JONATHAN KELLERMAN. THERAPY

Albin Larsen stepped up to the lectern and began talking in a low voice. No niceties, no thanking the audience. Right into the topic.

Israeli oppression of the Palestinian people.

Larsen spoke fluently with minimal inflection, smiling wryly as he noted the “profound historical irony” of Jews, the victims of oppression, becoming the world’s greatest extant oppressors.

“How odd, how sad,” intoned Larsen, “that the victims of the Nazis have adopted Nazi tactics.”

Murmurs of assent from the audience. Milo’s face was expressionless. His eyes shifted from Larsen to the audience and back.

Larsen’s manner stayed low-key but his rhetoric poured out hot and vindictive. Each time he uttered the word “Zionism” his eyes fluttered.
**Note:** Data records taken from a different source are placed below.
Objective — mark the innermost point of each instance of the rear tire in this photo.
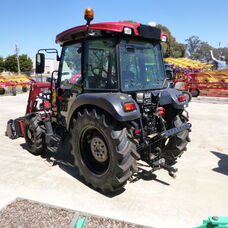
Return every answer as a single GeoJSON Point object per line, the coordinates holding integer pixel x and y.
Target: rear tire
{"type": "Point", "coordinates": [14, 91]}
{"type": "Point", "coordinates": [176, 145]}
{"type": "Point", "coordinates": [102, 152]}
{"type": "Point", "coordinates": [34, 133]}
{"type": "Point", "coordinates": [195, 92]}
{"type": "Point", "coordinates": [2, 91]}
{"type": "Point", "coordinates": [24, 89]}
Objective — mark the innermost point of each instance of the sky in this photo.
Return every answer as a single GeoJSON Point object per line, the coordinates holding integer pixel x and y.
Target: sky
{"type": "Point", "coordinates": [34, 24]}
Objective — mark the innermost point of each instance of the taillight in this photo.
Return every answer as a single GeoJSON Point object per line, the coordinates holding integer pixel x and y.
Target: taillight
{"type": "Point", "coordinates": [160, 111]}
{"type": "Point", "coordinates": [182, 98]}
{"type": "Point", "coordinates": [128, 107]}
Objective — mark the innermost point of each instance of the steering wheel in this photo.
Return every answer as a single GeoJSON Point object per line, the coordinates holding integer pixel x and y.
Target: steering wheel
{"type": "Point", "coordinates": [99, 71]}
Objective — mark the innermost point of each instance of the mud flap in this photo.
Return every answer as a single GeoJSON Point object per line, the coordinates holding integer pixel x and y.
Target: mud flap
{"type": "Point", "coordinates": [15, 128]}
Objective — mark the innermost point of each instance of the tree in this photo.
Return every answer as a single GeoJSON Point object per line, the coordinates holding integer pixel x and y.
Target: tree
{"type": "Point", "coordinates": [199, 50]}
{"type": "Point", "coordinates": [25, 63]}
{"type": "Point", "coordinates": [1, 64]}
{"type": "Point", "coordinates": [172, 48]}
{"type": "Point", "coordinates": [11, 63]}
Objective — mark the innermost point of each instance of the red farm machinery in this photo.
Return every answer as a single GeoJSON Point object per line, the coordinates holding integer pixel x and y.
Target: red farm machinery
{"type": "Point", "coordinates": [110, 102]}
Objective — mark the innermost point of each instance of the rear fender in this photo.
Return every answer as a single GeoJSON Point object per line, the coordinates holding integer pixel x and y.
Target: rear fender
{"type": "Point", "coordinates": [170, 96]}
{"type": "Point", "coordinates": [110, 102]}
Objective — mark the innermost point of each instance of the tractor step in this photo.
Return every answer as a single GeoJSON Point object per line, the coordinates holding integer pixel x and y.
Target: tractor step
{"type": "Point", "coordinates": [160, 164]}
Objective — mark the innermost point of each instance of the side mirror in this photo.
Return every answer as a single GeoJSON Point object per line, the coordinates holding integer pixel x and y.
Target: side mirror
{"type": "Point", "coordinates": [40, 63]}
{"type": "Point", "coordinates": [169, 73]}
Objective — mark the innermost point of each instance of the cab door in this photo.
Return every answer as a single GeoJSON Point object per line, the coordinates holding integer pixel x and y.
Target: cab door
{"type": "Point", "coordinates": [70, 77]}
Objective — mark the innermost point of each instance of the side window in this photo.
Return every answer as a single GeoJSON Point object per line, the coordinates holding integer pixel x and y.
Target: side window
{"type": "Point", "coordinates": [71, 65]}
{"type": "Point", "coordinates": [100, 65]}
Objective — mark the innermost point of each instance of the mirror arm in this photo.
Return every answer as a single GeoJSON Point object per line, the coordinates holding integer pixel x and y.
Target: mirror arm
{"type": "Point", "coordinates": [50, 51]}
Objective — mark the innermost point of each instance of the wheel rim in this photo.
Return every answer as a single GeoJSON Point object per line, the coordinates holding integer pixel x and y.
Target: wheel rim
{"type": "Point", "coordinates": [99, 149]}
{"type": "Point", "coordinates": [94, 151]}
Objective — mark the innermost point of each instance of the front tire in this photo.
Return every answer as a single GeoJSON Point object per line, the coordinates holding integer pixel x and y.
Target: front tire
{"type": "Point", "coordinates": [102, 152]}
{"type": "Point", "coordinates": [34, 133]}
{"type": "Point", "coordinates": [176, 145]}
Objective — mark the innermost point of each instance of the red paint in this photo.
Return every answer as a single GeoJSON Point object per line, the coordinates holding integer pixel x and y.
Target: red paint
{"type": "Point", "coordinates": [181, 98]}
{"type": "Point", "coordinates": [128, 107]}
{"type": "Point", "coordinates": [108, 26]}
{"type": "Point", "coordinates": [21, 123]}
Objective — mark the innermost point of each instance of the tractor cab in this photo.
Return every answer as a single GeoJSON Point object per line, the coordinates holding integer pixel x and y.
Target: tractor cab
{"type": "Point", "coordinates": [114, 56]}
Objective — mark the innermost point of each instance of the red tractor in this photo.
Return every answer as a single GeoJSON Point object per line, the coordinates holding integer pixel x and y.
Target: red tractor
{"type": "Point", "coordinates": [111, 98]}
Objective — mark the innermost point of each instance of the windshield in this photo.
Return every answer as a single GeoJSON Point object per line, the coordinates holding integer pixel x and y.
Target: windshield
{"type": "Point", "coordinates": [141, 65]}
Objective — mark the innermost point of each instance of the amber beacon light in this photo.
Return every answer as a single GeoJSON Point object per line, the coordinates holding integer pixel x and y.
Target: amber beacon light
{"type": "Point", "coordinates": [89, 15]}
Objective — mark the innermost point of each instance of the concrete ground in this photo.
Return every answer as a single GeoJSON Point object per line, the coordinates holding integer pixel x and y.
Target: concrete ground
{"type": "Point", "coordinates": [199, 191]}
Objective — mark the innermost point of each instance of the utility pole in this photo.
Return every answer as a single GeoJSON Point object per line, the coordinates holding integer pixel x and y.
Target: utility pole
{"type": "Point", "coordinates": [18, 63]}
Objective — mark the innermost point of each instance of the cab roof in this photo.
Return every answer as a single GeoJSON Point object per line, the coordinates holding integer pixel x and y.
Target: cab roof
{"type": "Point", "coordinates": [81, 31]}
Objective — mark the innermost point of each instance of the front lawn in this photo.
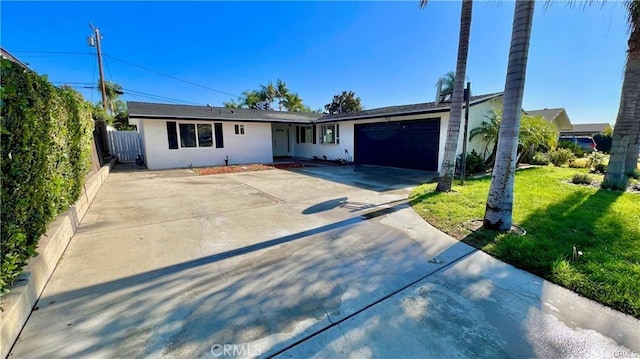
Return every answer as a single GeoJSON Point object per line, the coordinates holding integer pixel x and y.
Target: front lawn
{"type": "Point", "coordinates": [604, 225]}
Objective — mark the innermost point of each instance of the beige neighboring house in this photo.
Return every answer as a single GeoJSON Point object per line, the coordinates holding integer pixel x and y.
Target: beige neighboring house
{"type": "Point", "coordinates": [557, 116]}
{"type": "Point", "coordinates": [587, 129]}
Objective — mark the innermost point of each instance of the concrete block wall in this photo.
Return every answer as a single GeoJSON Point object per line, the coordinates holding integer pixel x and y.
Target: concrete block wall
{"type": "Point", "coordinates": [16, 306]}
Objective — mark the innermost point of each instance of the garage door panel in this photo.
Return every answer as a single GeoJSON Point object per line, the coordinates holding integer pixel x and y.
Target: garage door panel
{"type": "Point", "coordinates": [406, 144]}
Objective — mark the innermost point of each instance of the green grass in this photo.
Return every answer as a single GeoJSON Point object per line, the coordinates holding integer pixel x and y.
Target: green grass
{"type": "Point", "coordinates": [557, 216]}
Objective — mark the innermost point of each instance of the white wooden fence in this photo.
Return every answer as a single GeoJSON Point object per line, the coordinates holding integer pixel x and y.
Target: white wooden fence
{"type": "Point", "coordinates": [125, 145]}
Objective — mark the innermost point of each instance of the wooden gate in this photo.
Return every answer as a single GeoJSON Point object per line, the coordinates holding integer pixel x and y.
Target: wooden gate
{"type": "Point", "coordinates": [125, 145]}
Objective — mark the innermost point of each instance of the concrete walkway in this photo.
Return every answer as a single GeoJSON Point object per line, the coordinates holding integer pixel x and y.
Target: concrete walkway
{"type": "Point", "coordinates": [324, 262]}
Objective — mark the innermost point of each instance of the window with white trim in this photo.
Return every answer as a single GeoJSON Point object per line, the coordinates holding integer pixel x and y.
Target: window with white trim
{"type": "Point", "coordinates": [191, 135]}
{"type": "Point", "coordinates": [330, 134]}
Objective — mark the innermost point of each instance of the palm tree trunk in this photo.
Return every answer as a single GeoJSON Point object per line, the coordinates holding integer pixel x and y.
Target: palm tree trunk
{"type": "Point", "coordinates": [631, 160]}
{"type": "Point", "coordinates": [623, 132]}
{"type": "Point", "coordinates": [499, 209]}
{"type": "Point", "coordinates": [455, 116]}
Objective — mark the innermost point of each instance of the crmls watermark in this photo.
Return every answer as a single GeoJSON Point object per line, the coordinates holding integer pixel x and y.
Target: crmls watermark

The audience began warming to the topic, nodding harder.

Except for the burly guy in the pea coat. His hands had dropped to his knees and he was rocking very slightly in his front-center seat. Head canted away from the lectern. I caught a clear view of his profile. Tight jaw, clenched eyes.

Milo studied him some more, and his own mandible tensed.

Larsen went on a while longer, finally indicated George Issa Qumdis with an expansive wave, took out a sheet of paper, and offered morsels from the professor’s academic résumé. When he finished, Issa Qumdis walked to the podium. Just as he began to speak, footsteps behind Milo and me made both of us turn.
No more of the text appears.